Jawab Ibra lalu kembali melangkahkan kakinya keluar dari kamar Ana.

Sementara Ana diam mematung membenarkan jawaban Ibra.

Disisi lain dia sadar bahwa yang ia dapat dari Akbar hanya kesakitan karena cinta yang tak terbalas, tapi dia ingin memperjuangkan satu kali lagi untuk cinta pertamannya itu.
Kehadiran Akbar kali ini seolah sebuah jawaban dari tuhan untuk Ana untuk berjuang sekali lagi.

Dan mungkin kebanyakan perempuan seperti itu, mereka seringkali menghubungkan kebetulan demi kebetulan lalu menyimpulkan sendiri tentang apa apa yang kiranya belum pasti. Apalagi perilhal hati, tak jarang mereka melambungkan harapannya begitu tinggi menghayal terlalu jauh hanya karena kebetulan kebetulan yang terjadi.

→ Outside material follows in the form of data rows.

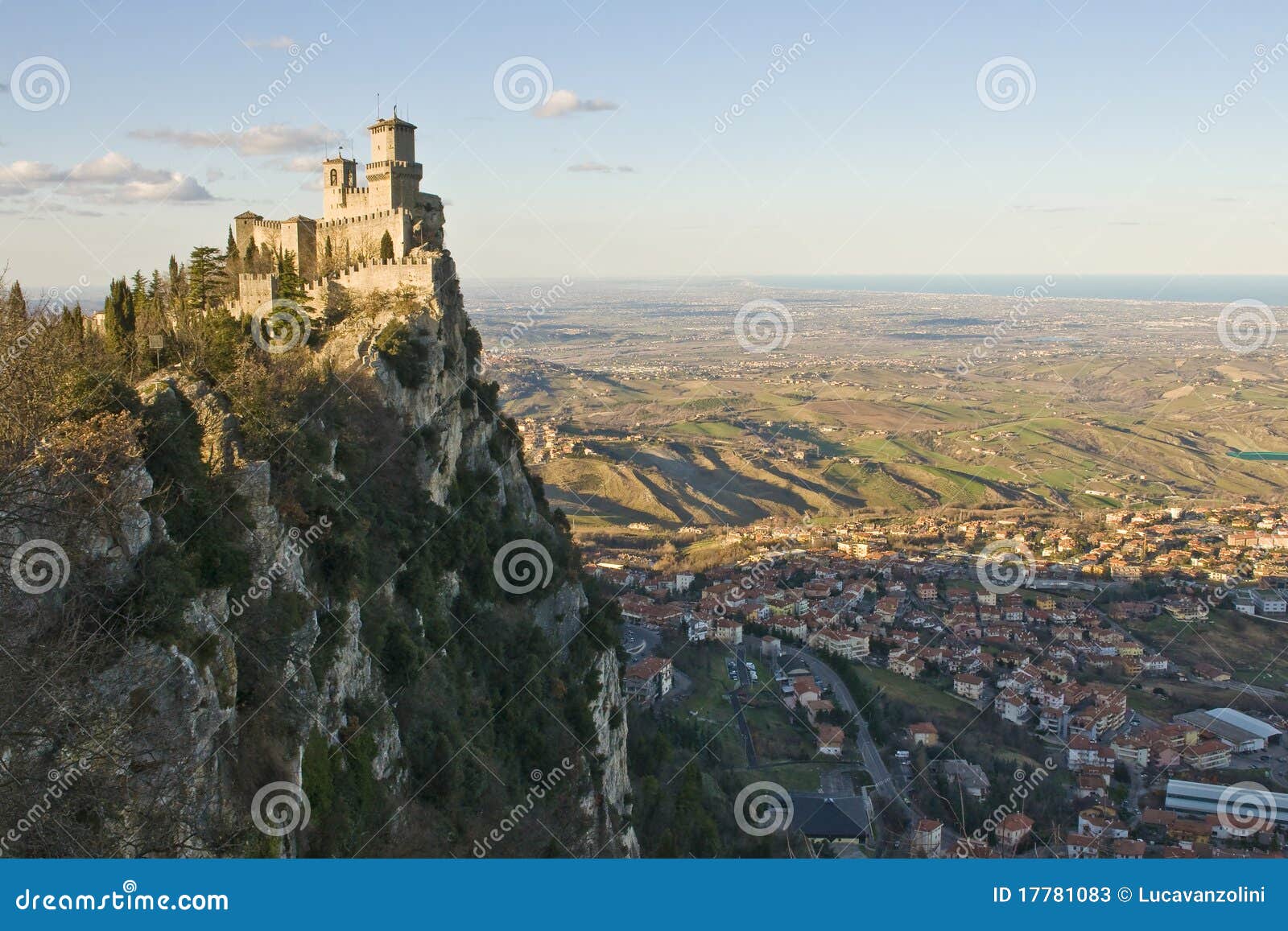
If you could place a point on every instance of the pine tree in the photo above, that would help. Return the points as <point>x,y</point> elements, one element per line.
<point>175,291</point>
<point>16,304</point>
<point>289,285</point>
<point>205,276</point>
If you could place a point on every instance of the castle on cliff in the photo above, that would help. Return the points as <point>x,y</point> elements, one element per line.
<point>343,248</point>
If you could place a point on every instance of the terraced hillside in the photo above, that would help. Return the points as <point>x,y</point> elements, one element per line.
<point>1090,405</point>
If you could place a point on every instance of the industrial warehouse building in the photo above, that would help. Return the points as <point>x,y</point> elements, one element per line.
<point>1246,733</point>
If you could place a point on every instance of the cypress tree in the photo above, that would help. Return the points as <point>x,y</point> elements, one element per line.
<point>119,311</point>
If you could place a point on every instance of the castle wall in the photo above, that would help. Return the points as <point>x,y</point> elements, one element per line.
<point>300,237</point>
<point>255,290</point>
<point>382,276</point>
<point>357,238</point>
<point>348,203</point>
<point>418,270</point>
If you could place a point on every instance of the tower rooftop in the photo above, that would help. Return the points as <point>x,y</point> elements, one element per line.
<point>390,122</point>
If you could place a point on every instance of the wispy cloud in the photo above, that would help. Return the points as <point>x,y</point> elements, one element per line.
<point>109,179</point>
<point>275,138</point>
<point>601,167</point>
<point>299,164</point>
<point>564,102</point>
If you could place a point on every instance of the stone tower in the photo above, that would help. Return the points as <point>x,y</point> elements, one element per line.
<point>393,173</point>
<point>339,180</point>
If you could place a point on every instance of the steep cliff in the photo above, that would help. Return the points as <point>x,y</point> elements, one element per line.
<point>311,605</point>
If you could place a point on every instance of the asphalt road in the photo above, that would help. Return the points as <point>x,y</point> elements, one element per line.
<point>736,699</point>
<point>886,787</point>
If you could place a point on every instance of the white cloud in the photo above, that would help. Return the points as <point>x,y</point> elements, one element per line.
<point>601,167</point>
<point>564,102</point>
<point>299,164</point>
<point>276,138</point>
<point>109,179</point>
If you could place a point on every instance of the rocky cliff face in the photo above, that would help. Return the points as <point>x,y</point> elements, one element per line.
<point>406,708</point>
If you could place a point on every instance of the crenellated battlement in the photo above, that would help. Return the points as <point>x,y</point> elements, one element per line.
<point>377,274</point>
<point>362,218</point>
<point>358,222</point>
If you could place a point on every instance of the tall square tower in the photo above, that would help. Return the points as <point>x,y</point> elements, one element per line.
<point>393,173</point>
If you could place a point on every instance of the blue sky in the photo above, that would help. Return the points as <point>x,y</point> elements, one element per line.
<point>873,151</point>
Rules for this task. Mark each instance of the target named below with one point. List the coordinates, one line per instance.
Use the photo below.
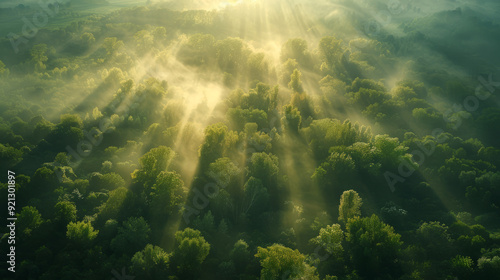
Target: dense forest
(250, 139)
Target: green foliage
(152, 163)
(330, 238)
(65, 212)
(150, 263)
(167, 194)
(29, 220)
(374, 246)
(190, 251)
(279, 262)
(132, 236)
(350, 206)
(82, 234)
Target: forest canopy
(244, 139)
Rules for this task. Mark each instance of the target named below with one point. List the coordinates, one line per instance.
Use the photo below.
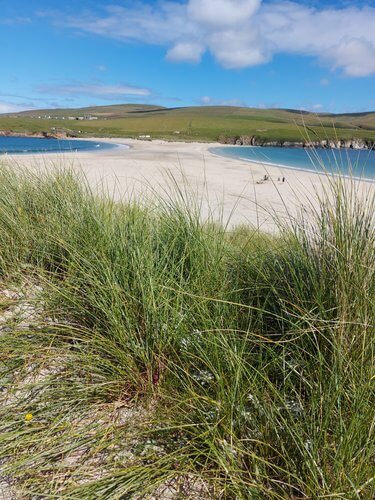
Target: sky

Muhammad Akbar, nama itu terus terngiang di kepalanya. Tapi mengingat kenyataan bahwa Akbar telah menemukan tambatan hatinya, Ana kembali terpuruk menerima patah hati yang tak pernah tersampaikan.

Tling...

Bunyi ponsel milik Ana menyadarkannya dari lamunan.

Terlihat notifikasi pesan dari temannya Resa dilayar depan.
Tak lama dari itu Zira menelfonnya.

"Iya, kenapa Ra?" tanya Ana.

"Ada undangan reoni SMK, mau ikut nggak?" tanya Resa disebrang.

"Gak tau ah, males.  Lo kan tau sendiri gimana masa smk gua. " kata Ana.

"Kak Akbar ikut,  lo yakin nggak mau dateng? " tanya Resa mencoba meyakinkan Ana.

"Yah, paling dia dateng sama ceweknya. " jawab Ana.

"Sama siapa?  Kak Reina?"

"Iya. " jawab Ana singkat dengan nada sedikit malas.

"Lo yakin mereka masih berhubungan? "

"Yakin seratus persen,  orang gua tadi liat mereka berdua makan bareng. Dan dengan jelas kak Akbar ngenalin Reina sebagai pacarnya ke gua. " Ana bercerita dengan menggebu gebu.

"Gila,  awet juga ya. "

"Ck. Gak asik lo. "
"Udah ah,  gua mau tidur. " sambung Ana kemudian mematikan ponselnya.

"Apa tadi?  Reoni?  Ajang menyombongkan pencapaian sih, iya!" Gerutunya dalam hati.